Gold Falters As Fed Chair Opens Door To Holding Rates In December
A rate cut in December is "far from" a foregone conclusion, Powell said.

Gold, which hovered around the $4,000-mark on Wednesday, lost momentum after Federal Reserve Chair Jerome Powell indicated that a pause on rate cuts in December cannot be ruled out.
After trading in the green for most of the day, the US spot gold slipped around 0.9% to $3,915.23 an ounce, as Powell made it clear that the Fed is yet to decide on delivering the rate cut projected in the final month of this year.
A rate cut in December is "far from" a foregone conclusion, Powell said, while briefing the press following the Federal Open Market Committee (FOMC) meeting.
Ahead of the Fed decision, gold reclaimed the $4,000-mark, as speculations were rife that the FOMC will slash rates by 25 basis points, as projected by it last month.
Delivering on the expectations, the monetary policy authority trimmed the overnight lending rates 3.75–4% to 4–4.25%. This was expected to give an impetus to the prices of bullion, which faltered last week after a historic bull run that culminated into an all-time high of $4,381 an ounce on Oct. 20.
Gold, being a non-yielding asset, usually gains strength in a low-interest rate environment. The metal was expected to snap its three-day losing streak following the rate cut, but Powell's comments seemed to have hit its momentum.
The Fed has not made a decision about the December meeting, Powell said. Reasoning his caution, he pointed towards the prevailing economic uncertainty, including upside risks to near-term inflation.
The high import tariffs imposed by the United States are pushing up the prices of some goods, Powell said, adding that the reasonable base case is of a "short-lived tariff inflation".
Fed's decision in December will be based on balancing its dual mandate, which is supporting the economic growth while keeping a check on inflation. Data for September, released last week, showed inflation growing softer-than-expected at 3%. However, it still remains higher than the Fed's medium target of 2% inflation.
The data on unemployment, which has been restricted due to the federal government shutdown since Oct. 1, will be crucial in determining the Fed's decision. If jobs growth remain sluggish, then the Fed is likely to continue with the rate cuts.
The unemployment data for September was not released this month, due to the shutdown that has furloughed around 750,000 workers.

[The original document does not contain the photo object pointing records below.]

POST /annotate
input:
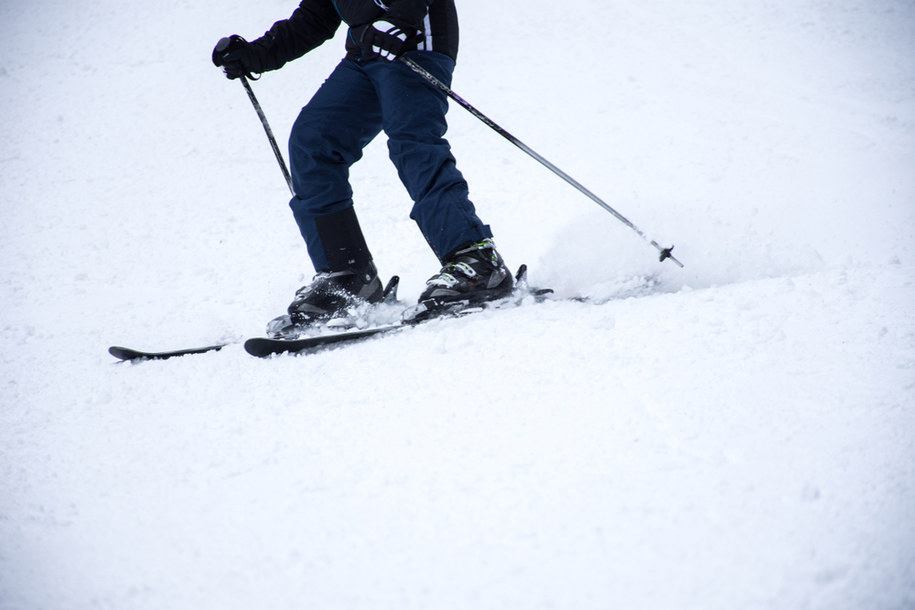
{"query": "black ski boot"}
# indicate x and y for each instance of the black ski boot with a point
(331, 295)
(474, 273)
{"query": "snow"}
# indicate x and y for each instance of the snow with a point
(740, 436)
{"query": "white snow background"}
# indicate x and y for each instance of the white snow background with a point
(739, 436)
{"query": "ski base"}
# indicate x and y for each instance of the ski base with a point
(129, 355)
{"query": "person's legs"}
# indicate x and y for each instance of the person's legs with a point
(327, 138)
(414, 120)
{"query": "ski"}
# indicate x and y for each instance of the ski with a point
(130, 355)
(263, 347)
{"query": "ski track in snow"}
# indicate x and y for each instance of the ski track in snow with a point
(740, 435)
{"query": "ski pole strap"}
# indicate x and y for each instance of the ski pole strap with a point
(263, 118)
(665, 253)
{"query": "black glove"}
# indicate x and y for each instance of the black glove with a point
(238, 57)
(388, 39)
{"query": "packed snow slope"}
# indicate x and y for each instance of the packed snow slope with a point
(735, 434)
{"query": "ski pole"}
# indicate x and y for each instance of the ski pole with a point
(665, 252)
(263, 118)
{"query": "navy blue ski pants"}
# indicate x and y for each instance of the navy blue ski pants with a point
(357, 102)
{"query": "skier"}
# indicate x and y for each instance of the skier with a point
(366, 93)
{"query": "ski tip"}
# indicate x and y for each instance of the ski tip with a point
(124, 353)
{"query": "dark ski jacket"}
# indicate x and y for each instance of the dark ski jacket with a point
(316, 21)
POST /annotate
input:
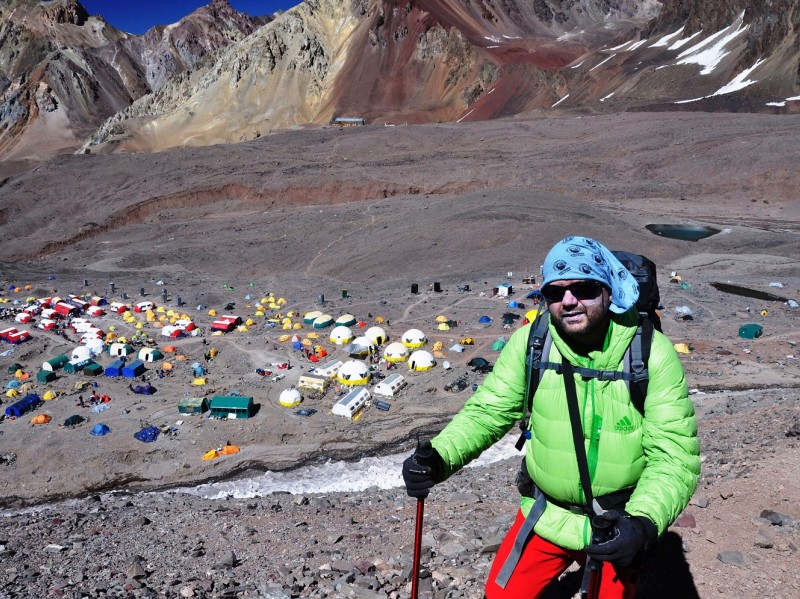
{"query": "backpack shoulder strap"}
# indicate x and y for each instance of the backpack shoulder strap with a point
(538, 342)
(636, 360)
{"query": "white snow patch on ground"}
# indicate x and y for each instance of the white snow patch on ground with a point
(336, 477)
(665, 41)
(602, 63)
(739, 82)
(710, 52)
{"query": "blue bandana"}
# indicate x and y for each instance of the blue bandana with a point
(584, 258)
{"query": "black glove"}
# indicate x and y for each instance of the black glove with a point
(422, 469)
(626, 537)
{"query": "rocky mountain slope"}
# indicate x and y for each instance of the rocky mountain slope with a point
(63, 72)
(387, 62)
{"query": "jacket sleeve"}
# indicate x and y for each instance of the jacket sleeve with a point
(491, 411)
(669, 441)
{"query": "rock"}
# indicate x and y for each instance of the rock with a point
(733, 558)
(685, 520)
(777, 518)
(765, 538)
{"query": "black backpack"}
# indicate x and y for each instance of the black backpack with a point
(636, 356)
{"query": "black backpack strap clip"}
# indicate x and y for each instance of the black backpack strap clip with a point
(538, 345)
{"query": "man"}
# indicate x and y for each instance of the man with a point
(643, 468)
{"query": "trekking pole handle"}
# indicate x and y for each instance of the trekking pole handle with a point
(417, 548)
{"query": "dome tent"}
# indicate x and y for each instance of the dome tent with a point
(100, 430)
(310, 317)
(421, 360)
(290, 397)
(323, 321)
(413, 338)
(353, 373)
(346, 320)
(341, 335)
(395, 352)
(377, 335)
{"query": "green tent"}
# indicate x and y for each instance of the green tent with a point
(232, 406)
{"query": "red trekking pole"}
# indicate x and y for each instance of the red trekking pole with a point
(417, 548)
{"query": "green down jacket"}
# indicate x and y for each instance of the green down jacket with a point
(658, 454)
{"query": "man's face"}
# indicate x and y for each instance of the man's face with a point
(579, 309)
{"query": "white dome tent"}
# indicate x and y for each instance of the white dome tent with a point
(414, 338)
(377, 335)
(290, 398)
(421, 360)
(395, 352)
(353, 373)
(341, 335)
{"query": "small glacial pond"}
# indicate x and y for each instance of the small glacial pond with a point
(683, 232)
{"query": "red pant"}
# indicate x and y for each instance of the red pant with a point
(542, 562)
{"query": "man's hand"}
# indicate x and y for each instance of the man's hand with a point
(627, 537)
(421, 470)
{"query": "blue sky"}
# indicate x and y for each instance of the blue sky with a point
(137, 16)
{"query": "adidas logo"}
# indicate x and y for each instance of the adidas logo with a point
(624, 425)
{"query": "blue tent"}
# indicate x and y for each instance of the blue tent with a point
(26, 404)
(115, 368)
(100, 430)
(147, 435)
(134, 369)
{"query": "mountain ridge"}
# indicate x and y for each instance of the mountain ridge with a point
(220, 77)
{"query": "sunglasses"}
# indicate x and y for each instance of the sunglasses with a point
(582, 290)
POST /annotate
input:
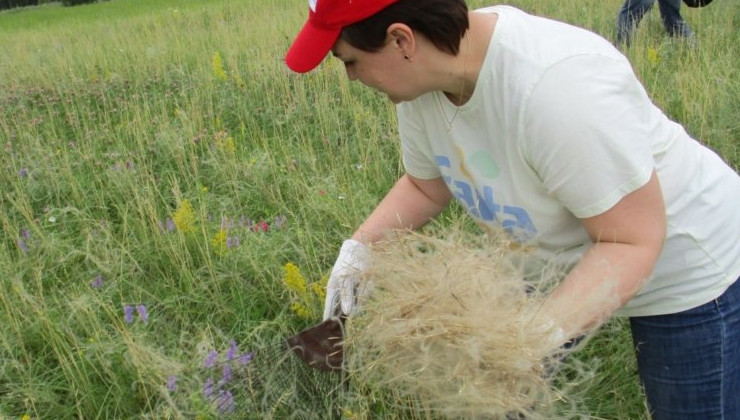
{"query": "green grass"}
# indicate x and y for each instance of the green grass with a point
(113, 114)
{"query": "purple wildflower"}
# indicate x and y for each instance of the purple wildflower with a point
(226, 402)
(208, 388)
(143, 315)
(210, 360)
(226, 373)
(246, 358)
(22, 245)
(128, 312)
(233, 349)
(97, 282)
(172, 383)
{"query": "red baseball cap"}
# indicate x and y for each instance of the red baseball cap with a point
(326, 18)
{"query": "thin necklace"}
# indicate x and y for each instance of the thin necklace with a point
(462, 90)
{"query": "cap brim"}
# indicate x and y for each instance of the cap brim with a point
(310, 47)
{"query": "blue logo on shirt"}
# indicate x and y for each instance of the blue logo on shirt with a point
(514, 220)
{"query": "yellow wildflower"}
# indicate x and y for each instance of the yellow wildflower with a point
(184, 217)
(294, 280)
(319, 289)
(301, 310)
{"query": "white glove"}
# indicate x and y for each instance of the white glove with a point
(344, 287)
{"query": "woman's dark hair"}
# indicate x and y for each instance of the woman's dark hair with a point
(443, 22)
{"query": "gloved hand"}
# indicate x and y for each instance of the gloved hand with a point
(344, 288)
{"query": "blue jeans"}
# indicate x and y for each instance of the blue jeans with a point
(632, 12)
(689, 362)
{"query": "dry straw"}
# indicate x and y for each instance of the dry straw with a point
(451, 325)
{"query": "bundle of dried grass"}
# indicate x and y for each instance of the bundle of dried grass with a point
(451, 324)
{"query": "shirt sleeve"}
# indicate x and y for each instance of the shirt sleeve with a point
(587, 132)
(418, 157)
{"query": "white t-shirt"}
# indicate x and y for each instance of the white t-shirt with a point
(559, 128)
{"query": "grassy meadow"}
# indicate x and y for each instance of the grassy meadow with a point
(171, 194)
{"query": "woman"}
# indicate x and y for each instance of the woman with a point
(543, 129)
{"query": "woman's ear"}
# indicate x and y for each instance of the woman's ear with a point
(403, 38)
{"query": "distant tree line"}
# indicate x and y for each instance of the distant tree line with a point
(9, 4)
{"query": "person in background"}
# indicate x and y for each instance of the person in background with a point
(542, 129)
(633, 11)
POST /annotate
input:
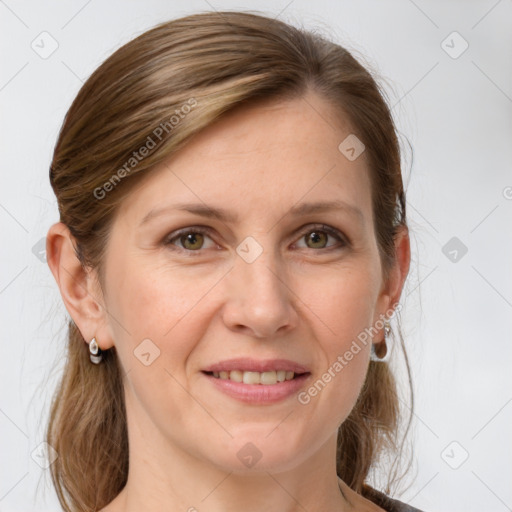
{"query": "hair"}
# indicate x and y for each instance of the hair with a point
(195, 69)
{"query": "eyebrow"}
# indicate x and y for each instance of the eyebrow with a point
(227, 216)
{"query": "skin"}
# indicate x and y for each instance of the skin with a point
(301, 299)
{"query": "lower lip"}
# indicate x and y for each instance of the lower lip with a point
(259, 393)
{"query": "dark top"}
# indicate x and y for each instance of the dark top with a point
(387, 503)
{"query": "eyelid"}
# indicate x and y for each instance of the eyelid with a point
(302, 231)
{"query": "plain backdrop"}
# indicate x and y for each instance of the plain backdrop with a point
(446, 67)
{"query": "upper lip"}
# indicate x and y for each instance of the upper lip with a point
(255, 365)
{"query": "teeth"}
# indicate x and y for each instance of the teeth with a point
(265, 378)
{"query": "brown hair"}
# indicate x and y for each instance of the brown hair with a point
(212, 62)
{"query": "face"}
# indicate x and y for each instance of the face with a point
(189, 292)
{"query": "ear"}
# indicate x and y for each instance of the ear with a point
(392, 288)
(79, 286)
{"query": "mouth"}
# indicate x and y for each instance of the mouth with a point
(257, 382)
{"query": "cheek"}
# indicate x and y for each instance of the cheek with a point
(168, 307)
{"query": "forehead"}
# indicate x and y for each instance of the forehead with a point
(260, 160)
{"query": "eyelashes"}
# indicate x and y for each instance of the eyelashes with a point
(320, 231)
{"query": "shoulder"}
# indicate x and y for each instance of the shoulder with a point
(387, 503)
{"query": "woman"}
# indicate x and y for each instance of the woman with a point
(232, 243)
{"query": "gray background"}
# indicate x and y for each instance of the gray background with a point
(454, 107)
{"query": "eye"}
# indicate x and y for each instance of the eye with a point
(191, 239)
(319, 234)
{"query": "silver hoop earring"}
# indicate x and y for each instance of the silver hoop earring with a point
(383, 348)
(95, 353)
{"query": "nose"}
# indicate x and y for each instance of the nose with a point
(259, 301)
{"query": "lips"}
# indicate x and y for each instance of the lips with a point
(253, 365)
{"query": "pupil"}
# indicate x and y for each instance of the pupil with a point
(315, 237)
(190, 238)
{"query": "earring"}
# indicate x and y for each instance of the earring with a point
(95, 353)
(379, 350)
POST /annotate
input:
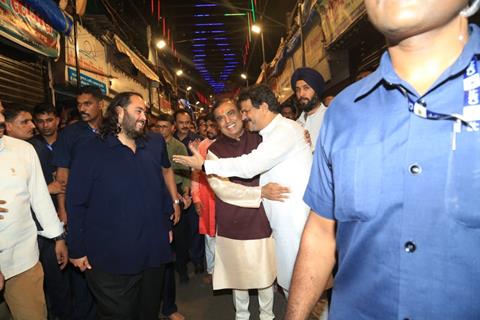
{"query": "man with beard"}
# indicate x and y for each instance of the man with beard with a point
(57, 284)
(20, 126)
(308, 85)
(394, 184)
(89, 105)
(204, 198)
(23, 188)
(121, 197)
(163, 124)
(196, 241)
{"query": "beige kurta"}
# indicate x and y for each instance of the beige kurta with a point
(241, 264)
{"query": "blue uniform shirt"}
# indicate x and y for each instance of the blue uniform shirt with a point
(407, 206)
(118, 205)
(68, 140)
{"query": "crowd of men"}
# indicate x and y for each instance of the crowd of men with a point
(374, 195)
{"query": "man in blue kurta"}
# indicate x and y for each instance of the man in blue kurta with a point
(394, 188)
(119, 202)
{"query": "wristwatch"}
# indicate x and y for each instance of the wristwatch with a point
(63, 236)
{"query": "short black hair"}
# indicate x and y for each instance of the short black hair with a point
(44, 108)
(95, 91)
(259, 94)
(165, 117)
(12, 110)
(201, 118)
(181, 111)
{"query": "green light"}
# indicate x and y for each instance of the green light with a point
(234, 14)
(253, 11)
(249, 28)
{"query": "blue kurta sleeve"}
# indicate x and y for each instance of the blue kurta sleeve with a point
(61, 151)
(319, 194)
(80, 185)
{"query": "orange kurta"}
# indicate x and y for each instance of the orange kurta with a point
(202, 193)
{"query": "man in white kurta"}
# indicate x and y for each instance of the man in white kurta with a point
(308, 85)
(283, 157)
(22, 186)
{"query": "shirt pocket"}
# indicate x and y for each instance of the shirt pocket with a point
(462, 189)
(357, 176)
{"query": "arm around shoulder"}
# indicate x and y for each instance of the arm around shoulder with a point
(313, 267)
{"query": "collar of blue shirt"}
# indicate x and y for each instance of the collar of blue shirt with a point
(385, 71)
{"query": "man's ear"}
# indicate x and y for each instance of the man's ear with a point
(120, 113)
(264, 107)
(8, 126)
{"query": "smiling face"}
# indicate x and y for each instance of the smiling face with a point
(211, 129)
(306, 96)
(21, 127)
(229, 120)
(182, 123)
(47, 124)
(253, 117)
(89, 107)
(134, 118)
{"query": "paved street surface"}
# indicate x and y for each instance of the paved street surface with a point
(197, 301)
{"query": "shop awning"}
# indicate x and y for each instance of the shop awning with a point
(135, 59)
(51, 13)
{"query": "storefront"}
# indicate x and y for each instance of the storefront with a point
(27, 44)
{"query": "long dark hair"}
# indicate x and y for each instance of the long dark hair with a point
(110, 123)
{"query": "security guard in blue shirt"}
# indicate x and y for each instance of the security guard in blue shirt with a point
(395, 184)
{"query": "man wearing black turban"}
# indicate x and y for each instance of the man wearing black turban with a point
(308, 85)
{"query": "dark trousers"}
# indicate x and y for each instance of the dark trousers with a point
(56, 284)
(197, 240)
(169, 291)
(83, 304)
(127, 297)
(181, 242)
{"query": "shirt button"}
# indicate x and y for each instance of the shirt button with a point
(415, 169)
(410, 247)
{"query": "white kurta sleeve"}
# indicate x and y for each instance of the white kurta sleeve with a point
(40, 199)
(234, 193)
(269, 153)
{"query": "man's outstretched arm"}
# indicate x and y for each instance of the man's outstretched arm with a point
(315, 261)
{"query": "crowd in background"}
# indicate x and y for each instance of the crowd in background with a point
(375, 197)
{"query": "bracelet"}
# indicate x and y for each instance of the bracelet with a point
(60, 237)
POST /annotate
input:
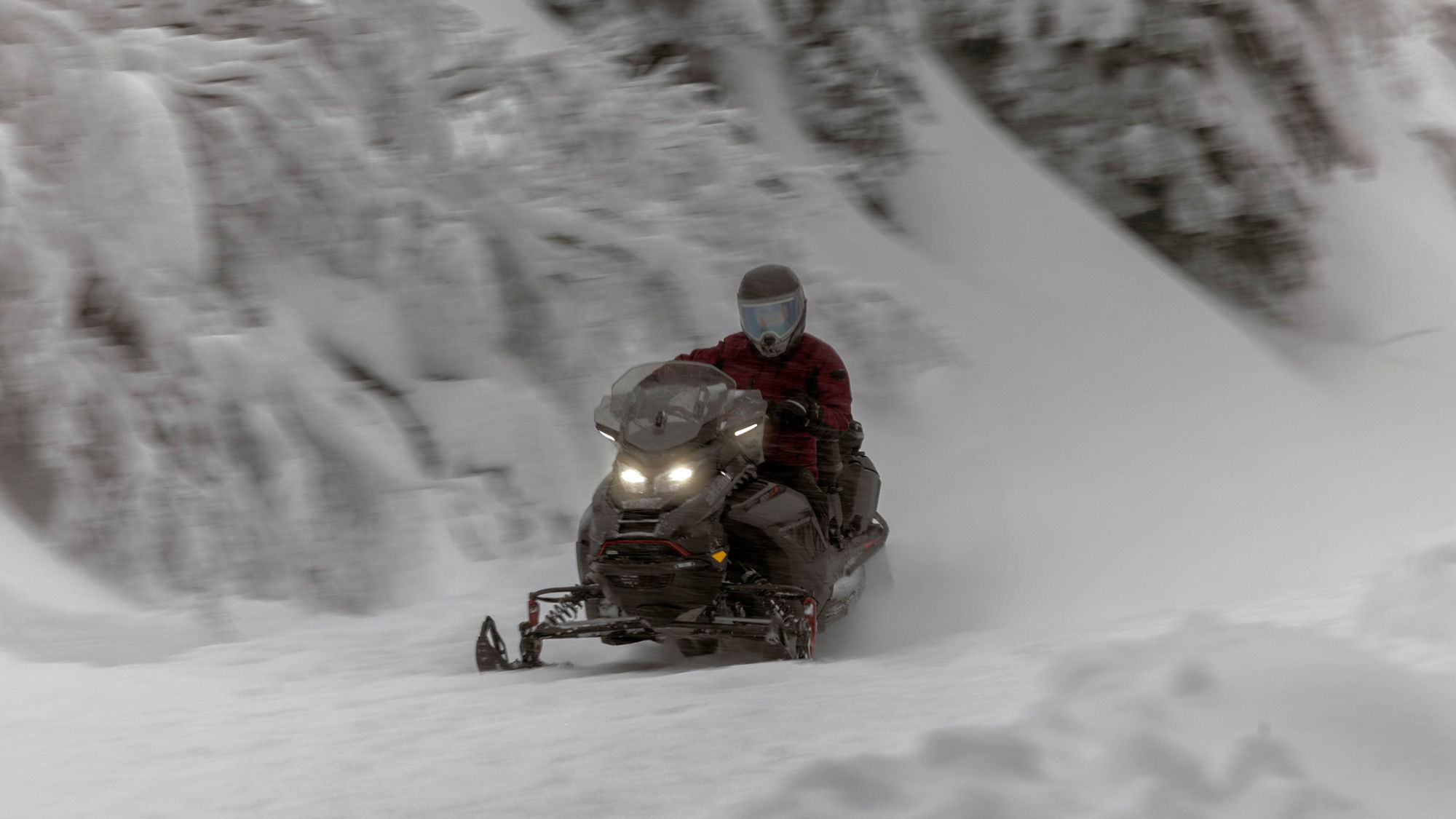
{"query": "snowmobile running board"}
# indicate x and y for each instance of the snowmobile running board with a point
(491, 654)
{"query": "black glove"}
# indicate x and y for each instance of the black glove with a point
(796, 413)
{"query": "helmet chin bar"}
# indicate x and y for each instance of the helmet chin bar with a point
(771, 346)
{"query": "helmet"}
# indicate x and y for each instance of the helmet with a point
(771, 309)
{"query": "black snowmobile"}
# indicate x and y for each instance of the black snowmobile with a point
(685, 542)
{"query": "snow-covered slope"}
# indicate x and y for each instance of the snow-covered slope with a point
(1097, 440)
(1116, 438)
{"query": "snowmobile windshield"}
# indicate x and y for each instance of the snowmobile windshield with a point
(662, 405)
(778, 317)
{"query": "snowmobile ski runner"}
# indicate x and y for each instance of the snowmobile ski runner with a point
(685, 542)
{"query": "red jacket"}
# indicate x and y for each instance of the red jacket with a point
(812, 368)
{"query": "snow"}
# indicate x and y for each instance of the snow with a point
(1100, 451)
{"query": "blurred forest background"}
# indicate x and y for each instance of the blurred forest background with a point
(293, 293)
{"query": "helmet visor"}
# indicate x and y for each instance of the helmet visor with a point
(777, 317)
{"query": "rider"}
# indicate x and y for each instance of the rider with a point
(802, 378)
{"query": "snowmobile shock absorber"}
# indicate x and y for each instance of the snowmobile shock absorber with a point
(803, 625)
(563, 611)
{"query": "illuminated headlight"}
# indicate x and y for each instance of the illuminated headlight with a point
(631, 478)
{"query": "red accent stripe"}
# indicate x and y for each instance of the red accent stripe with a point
(681, 550)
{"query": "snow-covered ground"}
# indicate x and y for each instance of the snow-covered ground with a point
(1145, 567)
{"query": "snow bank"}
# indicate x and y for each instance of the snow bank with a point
(1415, 598)
(1209, 721)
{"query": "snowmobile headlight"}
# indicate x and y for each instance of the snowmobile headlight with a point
(678, 478)
(631, 478)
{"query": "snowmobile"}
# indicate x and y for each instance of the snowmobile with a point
(685, 542)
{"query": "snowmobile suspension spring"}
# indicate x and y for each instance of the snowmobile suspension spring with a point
(561, 612)
(751, 576)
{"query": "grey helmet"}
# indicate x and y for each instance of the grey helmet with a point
(772, 309)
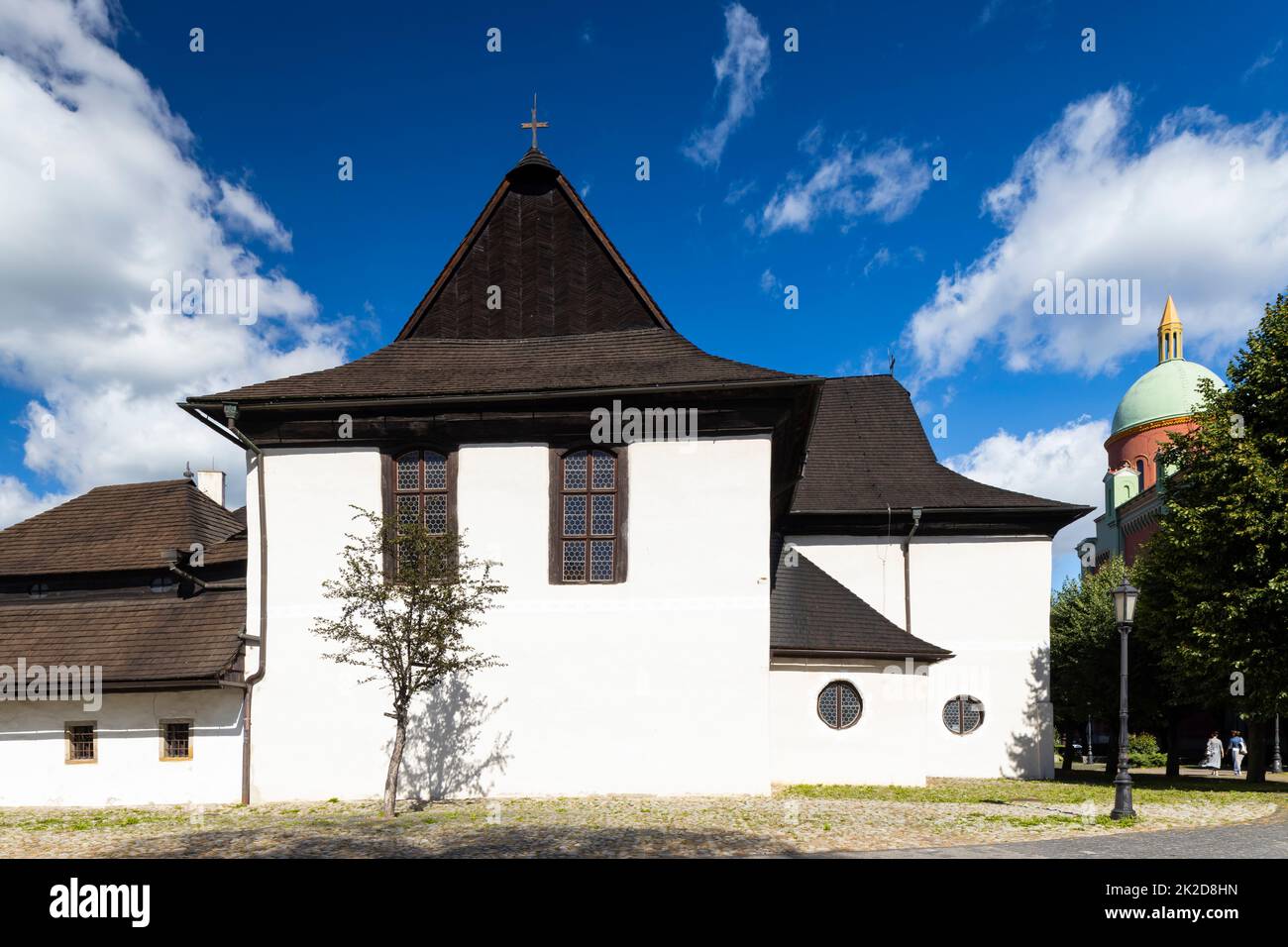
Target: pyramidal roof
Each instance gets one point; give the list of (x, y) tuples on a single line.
[(535, 300), (535, 263)]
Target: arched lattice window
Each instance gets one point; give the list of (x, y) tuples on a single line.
[(589, 517), (964, 714), (420, 489), (840, 705)]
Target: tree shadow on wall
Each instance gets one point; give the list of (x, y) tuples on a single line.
[(443, 758), (1024, 748)]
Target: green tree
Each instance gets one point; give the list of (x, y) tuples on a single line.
[(406, 599), (1215, 578)]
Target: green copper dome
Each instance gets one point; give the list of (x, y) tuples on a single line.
[(1170, 389)]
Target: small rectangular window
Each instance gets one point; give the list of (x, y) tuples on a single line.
[(81, 742), (588, 515), (176, 740)]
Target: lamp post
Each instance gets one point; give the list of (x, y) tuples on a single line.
[(1125, 611)]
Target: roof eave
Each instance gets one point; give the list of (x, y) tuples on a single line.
[(529, 394), (883, 655)]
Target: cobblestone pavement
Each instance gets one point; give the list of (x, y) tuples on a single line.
[(1266, 838)]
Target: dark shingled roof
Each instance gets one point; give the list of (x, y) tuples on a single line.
[(232, 549), (128, 526), (810, 612), (145, 638), (868, 451), (442, 368), (555, 269)]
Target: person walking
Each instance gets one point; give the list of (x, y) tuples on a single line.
[(1212, 759), (1237, 750)]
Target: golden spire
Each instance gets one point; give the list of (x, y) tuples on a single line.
[(1170, 331)]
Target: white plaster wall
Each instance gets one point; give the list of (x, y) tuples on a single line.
[(885, 746), (129, 770), (987, 599), (658, 684)]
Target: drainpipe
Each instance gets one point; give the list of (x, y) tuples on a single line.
[(231, 414), (907, 587)]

However, the initial jobless claims jumped to 227,000 in the week ended Oct. 18, as compared to 220,000 in the preceding week, news agency Bloomberg reported, after analysing the unadjusted state-level filings.
The Fed, while deciding to cut rates for now, stressed on the "downside risks to employment" that have emerged in recent months. "Job gains have slowed this year, and the unemployment rate has edged up," stated a release issued at the conclusion of the two-day Federal Open Market Committee meeting.